A plethora of physical phenomena are modelled by hyperbolic partial differential equations, for which the exact solution is usually not known. Numerical methods are employed to approximate the solution to hyperbolic problems; however, in many cases, it is difficult to satisfy certain physical properties while maintaining high order of accuracy. Strong stability preserving (SSP) time discretizations were developed to ensure that nonlinear stability properties of the solution are maintained when coupled with suitable spatial discretizations.

In the first part of this talk, we review the development of optimal SSP Runge-Kutta and multistep methods for nonlinear problems. We emphasize the usage of an alternative representation of Runge-Kutta methods that reveals the SSP properties of such methods. Numerical examples illustrate the effectiveness and usefulness of SSP methods.

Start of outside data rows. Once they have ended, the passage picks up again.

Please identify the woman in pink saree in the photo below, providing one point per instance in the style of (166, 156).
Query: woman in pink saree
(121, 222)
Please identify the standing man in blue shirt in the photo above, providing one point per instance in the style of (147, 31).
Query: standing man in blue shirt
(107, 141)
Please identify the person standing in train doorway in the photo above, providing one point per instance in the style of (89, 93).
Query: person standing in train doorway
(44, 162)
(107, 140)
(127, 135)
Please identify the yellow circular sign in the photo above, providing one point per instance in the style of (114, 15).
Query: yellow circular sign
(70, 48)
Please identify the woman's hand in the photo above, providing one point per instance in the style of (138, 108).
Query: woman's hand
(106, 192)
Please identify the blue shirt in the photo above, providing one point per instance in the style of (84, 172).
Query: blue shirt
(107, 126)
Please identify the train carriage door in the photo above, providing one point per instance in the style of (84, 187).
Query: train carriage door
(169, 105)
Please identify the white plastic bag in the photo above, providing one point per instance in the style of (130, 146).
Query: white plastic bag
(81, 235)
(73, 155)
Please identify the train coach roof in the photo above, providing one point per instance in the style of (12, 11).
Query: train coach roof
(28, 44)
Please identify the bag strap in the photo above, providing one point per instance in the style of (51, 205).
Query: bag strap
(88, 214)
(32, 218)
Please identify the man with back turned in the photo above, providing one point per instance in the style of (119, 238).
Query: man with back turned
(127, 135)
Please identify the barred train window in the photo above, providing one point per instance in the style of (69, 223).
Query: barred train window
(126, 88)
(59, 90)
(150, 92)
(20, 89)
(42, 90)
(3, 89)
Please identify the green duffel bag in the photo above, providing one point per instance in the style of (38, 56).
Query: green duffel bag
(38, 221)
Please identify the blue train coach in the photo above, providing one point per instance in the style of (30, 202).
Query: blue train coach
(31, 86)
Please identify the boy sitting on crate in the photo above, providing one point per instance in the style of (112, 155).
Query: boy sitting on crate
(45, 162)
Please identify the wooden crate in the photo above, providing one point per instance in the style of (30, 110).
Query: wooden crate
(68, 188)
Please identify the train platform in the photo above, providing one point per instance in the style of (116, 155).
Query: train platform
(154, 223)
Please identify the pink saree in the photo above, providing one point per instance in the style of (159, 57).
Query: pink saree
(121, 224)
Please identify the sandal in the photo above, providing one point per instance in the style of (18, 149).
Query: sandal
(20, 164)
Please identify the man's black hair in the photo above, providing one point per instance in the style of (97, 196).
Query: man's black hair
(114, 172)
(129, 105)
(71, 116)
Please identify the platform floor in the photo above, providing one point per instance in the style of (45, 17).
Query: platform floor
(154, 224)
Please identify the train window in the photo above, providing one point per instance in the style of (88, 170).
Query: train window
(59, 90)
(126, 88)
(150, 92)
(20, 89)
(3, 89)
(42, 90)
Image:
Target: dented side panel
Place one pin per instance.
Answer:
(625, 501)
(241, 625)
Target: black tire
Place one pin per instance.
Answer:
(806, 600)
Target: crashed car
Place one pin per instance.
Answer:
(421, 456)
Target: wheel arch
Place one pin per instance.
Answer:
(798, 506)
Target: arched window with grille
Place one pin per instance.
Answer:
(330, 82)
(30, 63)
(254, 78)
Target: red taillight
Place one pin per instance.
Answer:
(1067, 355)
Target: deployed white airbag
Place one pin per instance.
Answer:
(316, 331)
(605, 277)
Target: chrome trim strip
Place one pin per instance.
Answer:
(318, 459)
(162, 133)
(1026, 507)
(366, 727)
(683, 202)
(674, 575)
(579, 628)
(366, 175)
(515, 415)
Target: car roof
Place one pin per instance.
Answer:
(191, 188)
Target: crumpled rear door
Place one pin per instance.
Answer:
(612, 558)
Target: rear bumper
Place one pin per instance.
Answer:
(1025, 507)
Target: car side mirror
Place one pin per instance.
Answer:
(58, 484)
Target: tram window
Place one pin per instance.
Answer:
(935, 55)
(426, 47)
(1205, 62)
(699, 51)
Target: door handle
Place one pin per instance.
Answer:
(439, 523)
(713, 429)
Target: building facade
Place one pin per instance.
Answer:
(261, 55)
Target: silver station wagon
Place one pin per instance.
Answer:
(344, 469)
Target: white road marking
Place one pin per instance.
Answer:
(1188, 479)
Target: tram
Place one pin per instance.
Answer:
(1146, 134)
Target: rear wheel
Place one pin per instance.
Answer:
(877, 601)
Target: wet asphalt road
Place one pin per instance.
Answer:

In the second part, we present some recent results related to perturbed methods that use both upwind- and downwind-biased spatial discretizations. We introduce a novel family of third-order implicit Runge–Kutta methods with arbitrarily large SSP coefficient and investigate the stability and accuracy of these methods. Moreover, we extend the analysis of SSP linear multistep methods to semi-discretized problems for which different terms on the right-hand side of the initial value problem satisfy different forward Euler (or circle) conditions. Optimal perturbed and additive monotonicity-preserving linear multistep methods are studied in the context of such problems.